No single word can capture all the nuanced experiences of unique individuals. For brevity, we will use iterations of the term “marginalization” to describe the harm perpetuated against disabled people on an individual, community, and structural level because of their disabilities.

2

Scholars and advocates have proposed a variety of definitions of ableism, including: “…a network of beliefs, processes and practices that produces a particular kind of self and body (the corporeal standard) that is projected as the perfect, species-typical and therefore essential and fully human.

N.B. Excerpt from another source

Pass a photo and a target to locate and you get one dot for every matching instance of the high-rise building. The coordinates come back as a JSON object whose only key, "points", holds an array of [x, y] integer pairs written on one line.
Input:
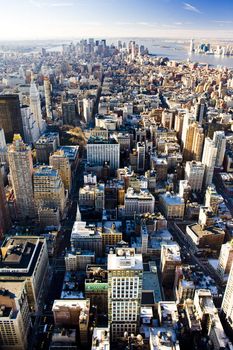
{"points": [[220, 142], [87, 109], [141, 153], [30, 127], [188, 120], [48, 188], [208, 315], [191, 47], [170, 259], [86, 237], [100, 151], [46, 145], [209, 160], [194, 173], [138, 202], [59, 161], [47, 93], [14, 316], [25, 258], [21, 170], [125, 269], [36, 107], [227, 304], [193, 142], [225, 259], [10, 116], [198, 142], [3, 146], [213, 199], [5, 221], [69, 112], [201, 110]]}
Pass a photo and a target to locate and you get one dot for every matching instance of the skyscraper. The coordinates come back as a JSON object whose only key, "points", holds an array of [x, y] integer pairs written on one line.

Disability then is cast as a diminished state of being human.” (Cambell, 2001, p. 44); “…ideas, practices, institutions and social relations that presume ablebodiedness, and by so doing, construct persons with disabilities as marginalized… and largely invisible ‘others’.” (Chouinard, 1997, p. 380); “…stereotyping, prejudice, discrimination, and social oppression toward people with disabilities.” (Bogart & Dunn, 2019); and “…a doctrine that falsely treats impairments as inherently and naturally horrible and blames the impairments themselves for the problems experienced by the people who have them” (Amundson & Taira 2005, p. 54).

3

A clear example of this language utilization and advocacy is the Deaf community which regards “deafness” as a culture, identity, and source of pride rather than a medical condition (Boness, 2016; Mauldin & Fannon, 2020).